The stock is trading at a PE of 65x, which is way higher than the industry median of 25.4x, indicating a premium valuation. Even the Price/earnings to growth (PEG) ratio is 4x, higher than the industry median of just 0.2x, suggesting that even adjusted for growth, the stock is currently trading at a significant premium to its peers.

Final Thoughts

These two specialty chemical stocks are not just defying the overall negative market sentiment but also industry-specific challenges.

Having said that, both the stocks have been resilient and are expanding their business in different ways possible. From diversifying their business to major expansion plans are perhaps some of the reasons behind their performance in the stock market, too.

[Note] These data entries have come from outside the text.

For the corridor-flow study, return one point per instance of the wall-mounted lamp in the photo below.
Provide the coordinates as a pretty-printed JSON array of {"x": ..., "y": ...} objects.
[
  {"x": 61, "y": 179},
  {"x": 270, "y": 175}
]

You can add these stocks to your watchlist to keep an eye on their future performance keep an eye on their future performance.

We have relied on data from http://www.Screener.in throughout this article. Only in cases where the data was not available have we used an alternate, but widely used and accepted source of information.

The purpose of this article is only to share interesting charts, data points, and thought-provoking opinions. It is NOT a recommendation. If you wish to consider an investment, you are strongly advised to consult your advisor. This article is strictly for educational purposes only.

Maumita Mitra is a seasoned writer specializing in demystifying the world of investment for a broad audience. She has a keen eye for detail and a knack for explaining complex financial concepts in the simplest manner possible.

Disclosure: The writer and her dependents do not hold the stocks discussed in this article.